Pleasant Place Portrait of a garden
The garden is not far from my home. It is green and colorful, enclosed by tall hedges of yew and hornbeam. The garden is enormous, but it’s clever design with many different garden rooms makes it feel cozy and intimate. There’s a pond with water lilies, a greenhouse, a flower covered hill, a vegetable plot, a shed with tools and a cat, a little forest, a maze, an orchard and much more. No place is better for playing hide and seek, for casual strolls, for contemplation.
Gardening and photography go very well together. In essence, the two are surprisingly similar. Both the gardener and the photographer slide along the same scale of control, with observation on one end and intervention on the other. Both construct new realities – paradises or utopias if you will – the gardener using landscape and the photographer using images.
Pleasant Place is the English translation of Locus Amoenus: a literary concept describing an idealized natural retreat inspired by the Garden of Eden and Elysium. This remote garden hide-out functions as a landscape of the mind, serves to highlight the difference between urban and rural life and is a place of refuge from the processes of time and mortality. Welcome to my pleasant place.
As the title suggests, this thesis is about gardens.
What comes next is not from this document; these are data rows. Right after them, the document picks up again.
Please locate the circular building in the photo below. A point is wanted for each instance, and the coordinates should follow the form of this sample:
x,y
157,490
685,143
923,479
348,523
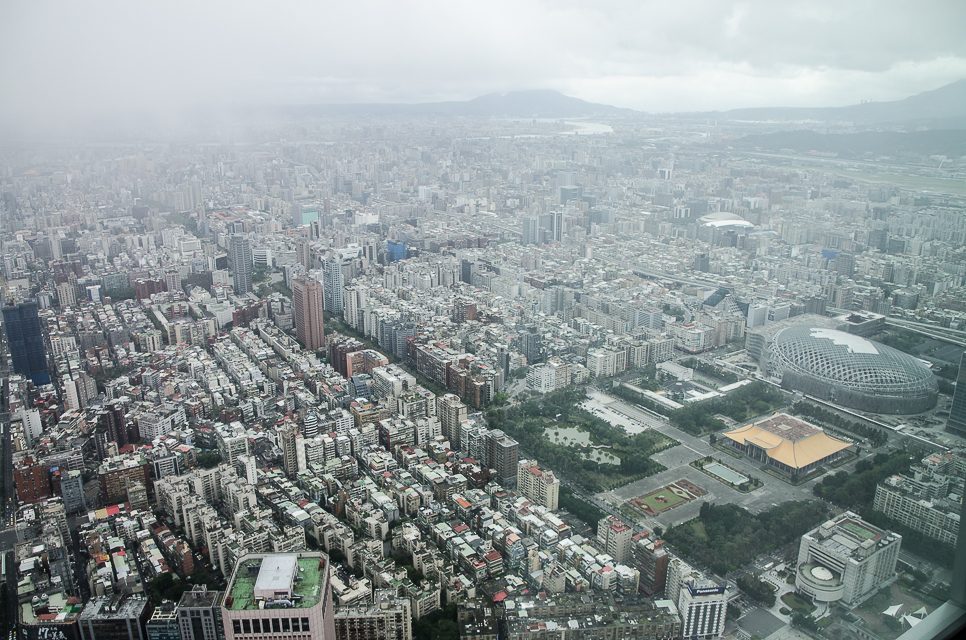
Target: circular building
x,y
852,371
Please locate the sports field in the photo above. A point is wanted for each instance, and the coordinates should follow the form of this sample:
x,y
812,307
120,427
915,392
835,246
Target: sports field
x,y
667,497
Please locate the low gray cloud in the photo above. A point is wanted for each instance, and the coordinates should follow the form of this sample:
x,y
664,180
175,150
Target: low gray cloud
x,y
67,58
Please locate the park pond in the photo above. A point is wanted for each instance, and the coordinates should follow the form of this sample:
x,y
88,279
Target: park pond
x,y
576,437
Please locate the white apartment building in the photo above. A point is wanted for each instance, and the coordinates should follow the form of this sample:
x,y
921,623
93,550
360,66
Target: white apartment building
x,y
540,485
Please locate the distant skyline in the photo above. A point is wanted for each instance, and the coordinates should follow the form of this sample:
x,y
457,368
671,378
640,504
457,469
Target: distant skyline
x,y
72,60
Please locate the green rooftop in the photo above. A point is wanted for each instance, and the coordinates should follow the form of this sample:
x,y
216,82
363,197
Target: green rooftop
x,y
307,589
855,528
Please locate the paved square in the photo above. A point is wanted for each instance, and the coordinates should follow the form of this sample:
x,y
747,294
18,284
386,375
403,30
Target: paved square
x,y
725,473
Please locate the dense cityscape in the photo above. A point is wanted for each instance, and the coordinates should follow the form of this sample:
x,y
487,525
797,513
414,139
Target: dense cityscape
x,y
613,376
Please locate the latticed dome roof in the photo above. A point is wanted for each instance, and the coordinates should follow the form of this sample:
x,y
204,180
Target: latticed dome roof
x,y
843,359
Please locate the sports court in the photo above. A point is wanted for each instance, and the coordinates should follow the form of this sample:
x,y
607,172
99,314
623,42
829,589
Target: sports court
x,y
667,497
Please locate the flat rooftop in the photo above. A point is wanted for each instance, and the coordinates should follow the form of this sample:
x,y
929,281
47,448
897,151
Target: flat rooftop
x,y
261,578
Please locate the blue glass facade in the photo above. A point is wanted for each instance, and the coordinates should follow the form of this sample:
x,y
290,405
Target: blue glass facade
x,y
25,340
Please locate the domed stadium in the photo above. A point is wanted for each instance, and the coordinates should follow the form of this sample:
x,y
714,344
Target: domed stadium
x,y
852,371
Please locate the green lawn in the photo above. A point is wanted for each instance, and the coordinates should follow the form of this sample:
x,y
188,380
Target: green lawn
x,y
660,500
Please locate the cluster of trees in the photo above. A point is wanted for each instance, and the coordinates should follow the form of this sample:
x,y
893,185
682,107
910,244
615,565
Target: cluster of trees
x,y
208,459
741,404
825,417
857,489
710,370
579,507
169,586
438,625
727,537
527,421
757,589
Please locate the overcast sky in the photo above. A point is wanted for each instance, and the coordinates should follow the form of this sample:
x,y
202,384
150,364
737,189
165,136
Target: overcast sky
x,y
672,55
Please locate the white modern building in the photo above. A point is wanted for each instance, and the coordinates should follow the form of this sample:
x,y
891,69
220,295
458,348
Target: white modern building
x,y
846,559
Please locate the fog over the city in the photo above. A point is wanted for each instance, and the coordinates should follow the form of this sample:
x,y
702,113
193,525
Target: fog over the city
x,y
64,59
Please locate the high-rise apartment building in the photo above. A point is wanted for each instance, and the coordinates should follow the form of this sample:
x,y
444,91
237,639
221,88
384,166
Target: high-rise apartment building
x,y
242,263
615,539
280,594
531,230
451,412
531,345
25,339
334,286
651,560
199,615
702,603
307,310
502,454
389,617
540,485
956,422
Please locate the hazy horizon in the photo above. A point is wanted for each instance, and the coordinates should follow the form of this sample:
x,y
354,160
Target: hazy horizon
x,y
71,62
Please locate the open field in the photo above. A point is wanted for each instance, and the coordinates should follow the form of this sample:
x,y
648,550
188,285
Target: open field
x,y
668,497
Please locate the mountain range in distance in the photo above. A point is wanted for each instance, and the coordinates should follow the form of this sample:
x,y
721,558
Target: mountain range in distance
x,y
942,108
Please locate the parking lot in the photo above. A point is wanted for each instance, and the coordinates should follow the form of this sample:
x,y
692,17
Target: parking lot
x,y
677,460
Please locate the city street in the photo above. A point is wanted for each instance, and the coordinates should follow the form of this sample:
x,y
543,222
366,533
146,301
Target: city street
x,y
678,459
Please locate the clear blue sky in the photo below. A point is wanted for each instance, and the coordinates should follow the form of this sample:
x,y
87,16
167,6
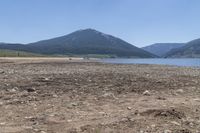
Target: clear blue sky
x,y
139,22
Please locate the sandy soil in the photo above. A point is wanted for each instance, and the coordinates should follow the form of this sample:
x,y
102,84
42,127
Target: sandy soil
x,y
72,96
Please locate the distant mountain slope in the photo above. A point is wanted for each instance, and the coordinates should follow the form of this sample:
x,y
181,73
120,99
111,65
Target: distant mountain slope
x,y
83,42
13,53
160,49
190,50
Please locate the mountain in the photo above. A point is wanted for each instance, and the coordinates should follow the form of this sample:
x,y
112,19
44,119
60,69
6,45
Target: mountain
x,y
82,42
190,50
160,49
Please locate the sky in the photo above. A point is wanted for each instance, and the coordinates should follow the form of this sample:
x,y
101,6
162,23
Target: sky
x,y
139,22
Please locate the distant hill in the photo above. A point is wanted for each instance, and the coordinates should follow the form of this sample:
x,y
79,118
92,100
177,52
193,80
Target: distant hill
x,y
160,49
13,53
82,42
190,50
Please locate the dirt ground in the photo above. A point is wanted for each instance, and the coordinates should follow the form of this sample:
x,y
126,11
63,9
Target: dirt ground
x,y
73,96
It is about different kinds of gardens: physical gardens, gardens in visual arts and imaginary gardens.
My research started in the summer of 2020 when I read the following quote in The Well Gardened Mind: Rediscovering Nature in the Modern World by psychiatrist Sue Stuart-Smith: “All gardens exist on two levels: on the one hand there’s the real, physical garden and on the other there’s the garden of our imagination.” I am fascinated by both gardens ¬– the physical as well as the imaginary – and explore my relationship to both in this thesis.
I have divided my research and this text into two autonomous parts – simply called Part One and Part Two – because of the different natures of my research. The first part is more dry, factual and informative while the latter is a very personal account.
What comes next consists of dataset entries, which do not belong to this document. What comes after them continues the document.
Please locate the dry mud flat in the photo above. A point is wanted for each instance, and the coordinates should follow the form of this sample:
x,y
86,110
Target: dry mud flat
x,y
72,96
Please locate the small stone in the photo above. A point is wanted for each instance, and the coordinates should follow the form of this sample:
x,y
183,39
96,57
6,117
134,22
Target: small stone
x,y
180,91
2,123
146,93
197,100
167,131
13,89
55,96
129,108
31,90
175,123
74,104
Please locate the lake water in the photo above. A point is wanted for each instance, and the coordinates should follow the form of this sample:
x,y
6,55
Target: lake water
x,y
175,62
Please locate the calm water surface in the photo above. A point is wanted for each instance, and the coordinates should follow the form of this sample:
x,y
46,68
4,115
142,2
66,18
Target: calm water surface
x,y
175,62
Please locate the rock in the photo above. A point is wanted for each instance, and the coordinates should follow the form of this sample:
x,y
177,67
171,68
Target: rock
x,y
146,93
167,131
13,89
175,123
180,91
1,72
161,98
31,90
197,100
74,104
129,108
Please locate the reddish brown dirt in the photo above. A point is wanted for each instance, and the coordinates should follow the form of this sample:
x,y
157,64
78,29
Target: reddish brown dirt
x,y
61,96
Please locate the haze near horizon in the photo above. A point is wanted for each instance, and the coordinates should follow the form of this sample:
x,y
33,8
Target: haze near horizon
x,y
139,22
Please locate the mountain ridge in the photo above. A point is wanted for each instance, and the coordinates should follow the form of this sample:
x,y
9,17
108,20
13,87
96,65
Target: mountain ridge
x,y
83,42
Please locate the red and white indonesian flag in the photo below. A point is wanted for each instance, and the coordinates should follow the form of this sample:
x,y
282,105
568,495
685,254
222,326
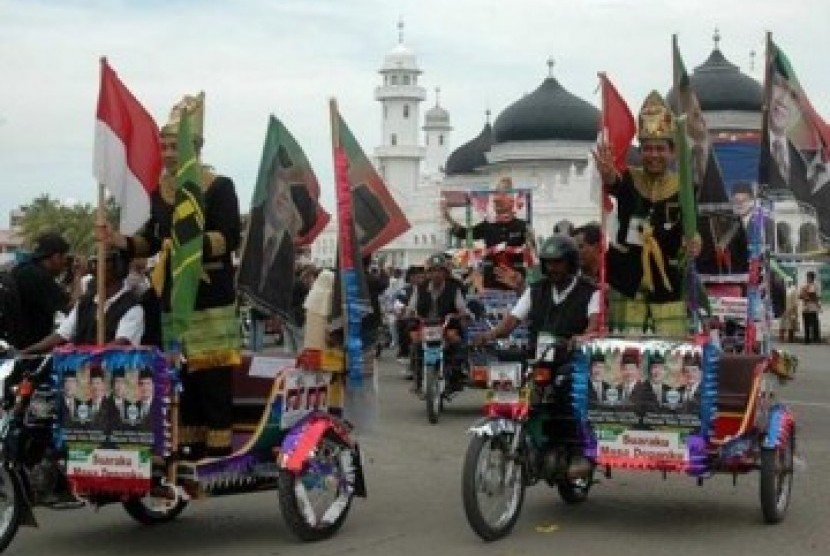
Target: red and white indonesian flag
x,y
127,150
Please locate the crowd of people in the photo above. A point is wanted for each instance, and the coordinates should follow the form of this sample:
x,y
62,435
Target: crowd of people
x,y
644,260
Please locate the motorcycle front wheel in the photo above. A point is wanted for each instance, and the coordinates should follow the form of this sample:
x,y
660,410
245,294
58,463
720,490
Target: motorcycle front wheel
x,y
493,486
433,395
152,510
11,506
316,501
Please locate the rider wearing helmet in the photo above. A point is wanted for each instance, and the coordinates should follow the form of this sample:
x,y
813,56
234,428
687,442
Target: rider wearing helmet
x,y
563,303
440,295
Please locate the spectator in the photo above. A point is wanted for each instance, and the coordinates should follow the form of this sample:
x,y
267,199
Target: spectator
x,y
811,306
40,294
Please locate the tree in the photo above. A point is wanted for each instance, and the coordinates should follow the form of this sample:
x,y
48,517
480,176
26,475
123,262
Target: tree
x,y
76,223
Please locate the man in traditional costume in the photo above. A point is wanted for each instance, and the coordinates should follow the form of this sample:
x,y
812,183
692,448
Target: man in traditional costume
x,y
211,343
644,261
Part One consists of two chapters. The first chapter is rather general: it looks at the etymology as well as at the definition of the concept ‘garden’ and takes us through the history of Western European garden culture. Starting with the origin of gardens some 12.000 years ago we swiftly travel through gardens in the Antiquities, Medieval sober gardens, harmonious Renaissance gardens, rigid and formal Baroque gardens, painterly romantic gardens in the Romantic era, Modernist cozy gardens and end in our contemporary democratic backyards. The second chapter zooms in on gardens and visual arts. It starts with a visual break – which is to be enjoyed in the visual appendix – and moves on to analyzing the practices of the following four gardener-artists: Claude Monet, Edward Steichen, Derek Jarman and Elspeth Diederix. A brief chapter dedicated to the relationship between the photographic medium and the garden concludes Part One.
Part Two is about my personal relationship with gardens and gardening. The first subchapter explains that, to me, gardening is both spiritual and political. It is spiritual because it helps me to connect to both the physical and non-physical, it is meditative and magical. At the same time gardening is political. Producing your own fruit and veg is an anti-capitalist act, a hopeful investment in the future, and challenges our capitalist notion of time. The second subchapter introduces the concept of ‘imaginary garden’ and describes its place in my photography practice. It concludes with a comparison between the gardener and the photographer, whose work – in essence – is surprisingly similar.